Not less, Not more. Exactly Once Large-Scale Stream Processing in Action.
Large-scale data stream processing has come a long way to where it is today. It combines all the essential requirements of modern data analytics: subsecond latency, high throughput and impressively, strong consistency. Apache Flink is a system that serves as a proof-of-concept of these characteristics and it is mainly well-known for its lightweight fault tolerance. Data engineers and analysts can now let the system handle Terabytes of computational state without worrying about failures that can potentially occur.
In this talk, I am going to explain all the fundamental challenges behind exactly-once processing guarantees in large-scale streaming in a simple and intuitive way. I will further guide you through the tricks and pitfalls that we faced in our effort to make state management easy to use, transparent and yet extraordinarily powerful. Finally, I will demonstrate how you can declare state and the in-flight protocol that is running underneath your processing pipeline to guarantee that your computation will always run consistently and uninterrupted, until infinity.

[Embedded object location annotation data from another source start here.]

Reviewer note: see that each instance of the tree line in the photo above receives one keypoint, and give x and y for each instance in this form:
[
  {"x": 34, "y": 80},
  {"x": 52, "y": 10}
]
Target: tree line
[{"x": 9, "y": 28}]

In more detail I am going to demonstrate the basic and extended versions of ABS (Asynchronous Barrier Snapshotting) , our state-of-the-art decentralized, in-flight snapshotting algorithm tailored to the needs of a dataflow graph. ABS needs no global synchronisation and works purely in a decentralised manner. It is considered today as one of the most lightweight mechanisms for checkpointing application state and has been developed even further together with the rest of the Flink community with additional optimisations. In fact, other open source systems such as Apache Storm have also recently incorporated the same mechanism due to its simplicity and effectiveness. One of such optimisations that is currently being merged in the system, is the adaptation of the algorithm in graphs that contain cycles which I am also going to cover in this talk in more detail. Furthermore, I will also briefly explain our current efforts to incrementalize state snapshots to further balance the load trade-off of state checkpointing and recovery time.